KCG Seminar on Aggregate and Distributional Effects of Trade by Simon Galle
While it is widely recognised that international trade and globalization are supportive for economic growth in general, it is also clear that globalization does not only have winners but also losers and undesirable side effects. The argument that globalization intensifies inequality has been used by various stakeholders and countries to advocate more and intensive protectionist measures against international trade and globalization. The indeed strongly increasing protectionist tendency worldwide in the recent past shows that it is highly important to gain more research-based key insights into the effects of trade – both in aggregate and distributional terms.
Against this background, Prof. Simon Galle Ph.D. from the BI Norwegian Business School will give a research seminar at the Kiel Institute for the World Economy (IfW) on June 17, 2019 (Monday). The seminar will take place at 4.15pm in the IfW Lecture Hall. Galle will present his paper titled “Slicing the Pie, Quantifying the Aggregate and Distributional Effects of Trade”, co-authored with Prof. Andrés Rodríguez-Clare Ph.D. (University of California, Berkeley) and Moises Yi, Ph.D. (U.S. Census Bureau).

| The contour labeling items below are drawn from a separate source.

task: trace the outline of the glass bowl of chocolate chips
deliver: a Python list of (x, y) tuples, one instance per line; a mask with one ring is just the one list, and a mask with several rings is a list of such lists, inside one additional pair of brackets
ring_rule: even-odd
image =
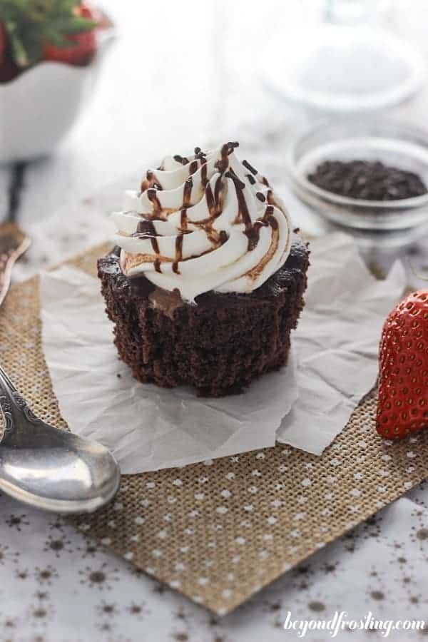
[(292, 141), (293, 189), (340, 225), (372, 230), (428, 225), (428, 133), (387, 119), (323, 122)]

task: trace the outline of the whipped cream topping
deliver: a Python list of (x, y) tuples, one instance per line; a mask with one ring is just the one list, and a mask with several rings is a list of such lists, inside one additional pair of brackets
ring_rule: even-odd
[(250, 292), (285, 262), (292, 224), (268, 180), (238, 159), (238, 143), (167, 156), (112, 214), (126, 276), (185, 301), (213, 290)]

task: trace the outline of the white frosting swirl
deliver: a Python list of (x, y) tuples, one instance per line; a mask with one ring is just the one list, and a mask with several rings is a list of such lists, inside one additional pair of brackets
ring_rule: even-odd
[(284, 264), (290, 217), (237, 146), (167, 156), (141, 192), (126, 192), (123, 210), (112, 214), (125, 275), (193, 301), (211, 290), (252, 292)]

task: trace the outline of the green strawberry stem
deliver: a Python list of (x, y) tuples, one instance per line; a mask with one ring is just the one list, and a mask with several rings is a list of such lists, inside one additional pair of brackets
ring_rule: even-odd
[(0, 0), (0, 21), (14, 62), (21, 68), (39, 62), (46, 43), (60, 49), (74, 46), (67, 36), (97, 25), (79, 15), (80, 4), (81, 0)]

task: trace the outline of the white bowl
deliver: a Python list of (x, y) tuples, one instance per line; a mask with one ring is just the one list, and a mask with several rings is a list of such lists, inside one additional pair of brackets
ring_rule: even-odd
[(113, 30), (106, 31), (88, 65), (46, 61), (0, 85), (1, 163), (46, 156), (68, 133), (114, 39)]

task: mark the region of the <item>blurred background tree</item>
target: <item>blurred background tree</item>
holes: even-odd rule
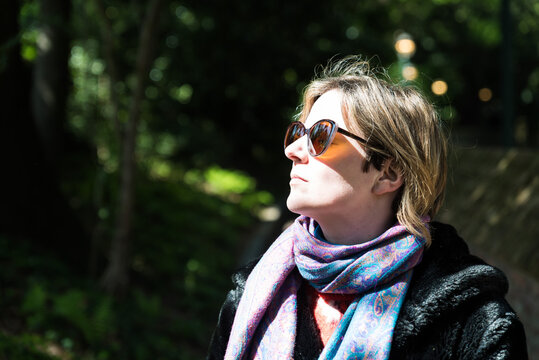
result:
[[[335,55],[421,88],[456,145],[537,148],[537,16],[534,0],[6,3],[0,354],[203,357],[237,254],[286,194],[286,124]]]

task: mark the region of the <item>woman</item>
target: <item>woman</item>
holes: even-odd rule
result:
[[[431,221],[446,148],[415,89],[326,68],[285,136],[300,216],[234,275],[208,358],[527,358],[503,273]]]

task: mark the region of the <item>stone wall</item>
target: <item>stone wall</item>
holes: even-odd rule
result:
[[[472,248],[539,279],[539,151],[459,148],[449,162],[437,219]]]

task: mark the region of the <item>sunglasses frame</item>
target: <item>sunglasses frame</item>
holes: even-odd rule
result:
[[[322,149],[322,151],[320,152],[320,154],[316,154],[315,150],[314,150],[314,145],[312,144],[312,140],[311,140],[311,131],[312,129],[319,123],[321,122],[328,122],[331,126],[331,133],[329,134],[329,137],[328,137],[328,142],[327,144],[324,146],[324,148]],[[288,138],[288,133],[289,131],[294,127],[294,126],[298,126],[300,125],[301,126],[301,129],[303,129],[300,133],[301,136],[299,136],[296,140],[292,141],[290,144],[286,144],[286,140]],[[322,120],[318,120],[317,122],[315,122],[310,128],[306,128],[305,125],[301,122],[301,121],[294,121],[292,122],[290,125],[288,125],[288,128],[286,129],[286,133],[285,133],[285,137],[284,137],[284,148],[286,149],[288,146],[292,145],[294,142],[296,142],[297,140],[299,140],[300,138],[302,138],[303,136],[305,135],[308,135],[307,136],[307,148],[309,150],[309,154],[313,157],[317,157],[317,156],[321,156],[323,155],[327,149],[329,148],[329,146],[331,145],[331,143],[333,142],[333,140],[335,139],[335,134],[337,133],[341,133],[345,136],[348,136],[349,138],[352,138],[354,140],[357,140],[359,141],[361,144],[371,148],[368,144],[367,144],[367,140],[363,139],[362,137],[360,136],[357,136],[355,134],[352,134],[351,132],[349,131],[346,131],[344,129],[341,129],[339,127],[339,125],[337,125],[337,123],[333,120],[330,120],[330,119],[322,119]],[[376,150],[376,149],[373,149],[373,150]],[[380,152],[379,150],[377,150],[377,152]]]

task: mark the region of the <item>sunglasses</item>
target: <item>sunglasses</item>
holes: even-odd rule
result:
[[[286,149],[294,141],[307,134],[309,154],[315,157],[320,156],[326,152],[338,132],[354,140],[357,140],[361,144],[367,146],[367,140],[357,135],[354,135],[344,129],[340,129],[333,120],[324,119],[317,121],[309,129],[306,129],[305,125],[303,125],[302,122],[294,121],[293,123],[291,123],[288,126],[288,129],[286,130],[286,135],[284,137],[284,148]]]

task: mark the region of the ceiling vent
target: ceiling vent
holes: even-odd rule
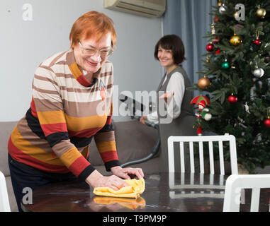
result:
[[[166,0],[104,0],[104,7],[147,17],[162,16]]]

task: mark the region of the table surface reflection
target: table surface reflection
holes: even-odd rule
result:
[[[21,206],[34,212],[221,212],[227,178],[191,173],[146,175],[145,190],[137,198],[98,196],[85,182],[59,182],[33,191],[33,204]],[[249,211],[250,193],[244,192],[240,211]],[[264,204],[259,211],[269,211],[269,189],[261,189]]]

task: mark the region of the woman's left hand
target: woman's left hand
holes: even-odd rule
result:
[[[129,179],[130,175],[134,175],[137,179],[140,179],[144,177],[142,170],[141,168],[122,168],[121,167],[113,167],[111,168],[111,172],[119,177]]]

In the paper the authors develop a multi-sector gravity model with heterogeneous workers to quantify the aggregate and group-level welfare effects of trade. The model generalizes the specific-factors intuition to a setting with labour reallocation, leads to a parsimonious formula for the group-level welfare effects from trade, and nests the aggregate results in Arkolakis, Costinot and Rodríguez-Clare (2012). The authors estimate the model using the structural relationship between China-shock driven changes in manufacturing employment and average earnings across US groups defined as commuting zones. They find that the China shock increases average welfare but some groups experience losses as high as five times the average gain. Adjusted for plausible measures of inequality aversion, gains in social welfare remain positive and deviate only slightly from those according to the standard aggregation method.